I have decided that my key problem when it comes to blogging is that of balance. I have a tendency to devote too much of my time and mental energy to blogging. I don't mean that I spend too much time writing; I spend too much time thinking about the topics about which I write before I sit down to write. This tendency seems to creep up on me very slowly so that I don't perceive it is becoming problematic until it is too late. And it always becomes problematic in the same way: other things suffer because too much of my focus is going to atheist stuff. This inevitably leads me to feel overwhelmed because I am not doing some of what I need to in other areas.

If I am right about this tendency, it reminds me why breaks are important and why I really do need to do a better job of using them. Regular breaks seem to help me recalibrate and restore a more healthy balance. Not only can I use them to get some other things accomplished, but they help me readjust my priorities.
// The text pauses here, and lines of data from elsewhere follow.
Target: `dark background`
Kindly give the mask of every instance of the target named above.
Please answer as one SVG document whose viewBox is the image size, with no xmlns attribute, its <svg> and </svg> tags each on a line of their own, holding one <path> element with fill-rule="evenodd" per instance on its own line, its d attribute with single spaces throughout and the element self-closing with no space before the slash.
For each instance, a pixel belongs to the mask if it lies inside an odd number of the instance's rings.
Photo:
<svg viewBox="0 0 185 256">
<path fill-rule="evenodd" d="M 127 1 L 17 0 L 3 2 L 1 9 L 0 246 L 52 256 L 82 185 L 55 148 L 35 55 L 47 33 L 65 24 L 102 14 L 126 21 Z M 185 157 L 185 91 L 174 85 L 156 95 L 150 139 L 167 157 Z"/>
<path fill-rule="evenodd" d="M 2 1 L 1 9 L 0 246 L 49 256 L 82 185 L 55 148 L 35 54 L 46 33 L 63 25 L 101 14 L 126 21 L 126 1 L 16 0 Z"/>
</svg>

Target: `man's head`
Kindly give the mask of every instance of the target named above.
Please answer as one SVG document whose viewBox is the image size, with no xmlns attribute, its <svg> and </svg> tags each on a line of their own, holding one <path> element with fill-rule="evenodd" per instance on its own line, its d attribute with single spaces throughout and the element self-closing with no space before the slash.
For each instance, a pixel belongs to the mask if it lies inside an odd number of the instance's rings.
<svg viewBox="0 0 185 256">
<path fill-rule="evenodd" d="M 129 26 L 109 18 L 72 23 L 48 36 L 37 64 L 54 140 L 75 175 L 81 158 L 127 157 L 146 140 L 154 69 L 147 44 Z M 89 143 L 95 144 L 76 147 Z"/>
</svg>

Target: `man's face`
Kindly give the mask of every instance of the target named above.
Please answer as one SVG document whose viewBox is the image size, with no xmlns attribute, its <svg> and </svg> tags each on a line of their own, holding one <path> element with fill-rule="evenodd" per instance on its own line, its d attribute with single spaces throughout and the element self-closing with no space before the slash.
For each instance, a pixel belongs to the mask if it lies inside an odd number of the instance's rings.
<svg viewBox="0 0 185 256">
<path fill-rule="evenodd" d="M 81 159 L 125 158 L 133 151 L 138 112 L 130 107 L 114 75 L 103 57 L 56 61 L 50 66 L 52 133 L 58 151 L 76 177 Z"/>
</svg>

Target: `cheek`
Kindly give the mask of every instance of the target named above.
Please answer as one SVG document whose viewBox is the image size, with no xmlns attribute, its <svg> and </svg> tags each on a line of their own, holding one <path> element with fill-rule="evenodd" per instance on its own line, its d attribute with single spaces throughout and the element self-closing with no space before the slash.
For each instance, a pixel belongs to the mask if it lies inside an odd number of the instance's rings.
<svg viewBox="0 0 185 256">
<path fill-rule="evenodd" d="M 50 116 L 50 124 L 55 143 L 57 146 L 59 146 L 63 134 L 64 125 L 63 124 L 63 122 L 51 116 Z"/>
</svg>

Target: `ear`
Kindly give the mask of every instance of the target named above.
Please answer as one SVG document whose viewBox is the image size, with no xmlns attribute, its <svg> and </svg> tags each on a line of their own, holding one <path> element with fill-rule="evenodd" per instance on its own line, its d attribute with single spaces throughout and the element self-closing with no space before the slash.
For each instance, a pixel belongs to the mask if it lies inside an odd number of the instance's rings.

In addition to taking more regular breaks, I think I may also try to post a bit less frequently. I think this might help me maintain some balance going forward. I used to push myself to post every day and realized that this was not feasible. I then scaled back to 4 posts a week, usually Monday through Thursday, which makes sense given that traffic usually drops considerably on Fridays, Saturdays, and Sundays. It will take me a while to decide on an optimal number, but I'm thinking that shooting for more like 2-3 posts a week might be worth a shot.

While I was away, I found myself thinking about all the various factions in the atheist community. There are camps that call on atheists to work with religious moderates in service to their communities, and there are camps that call on atheists to be strong anti-theists who reject anything the religious have to offer. There are camps that seek to restrict atheist activism almost entirely to protecting separation of church and state, and there are camps that wish to replace much of this focus with one on a particular form of social justice that centers around gender feminism. So many camps with so many different views of what the secular community should be. And the more I consider them, the more I realize that I do not feel a particularly strong connection to any of them. I think that nearly all of them raise some good points with which I agree and nearly all of them miss something.

Freethought, at least for me, means that I am free to support the parts of any particular camp I value without supporting the parts I don't care for and without needing to align myself with the particular camp. I can criticize something one camp is doing without insisting that none of what they do has merit, and I can promote something another camp does without having to embrace everything they do. I realize that some people don't like this; it often seems that nobody likes this. Some are determined to achieve a sort of ideological purity or promote a particular dogma; others just want to classify me as being part of some particular camp. But I am not going to be deterred by this. I will determine my path, not them.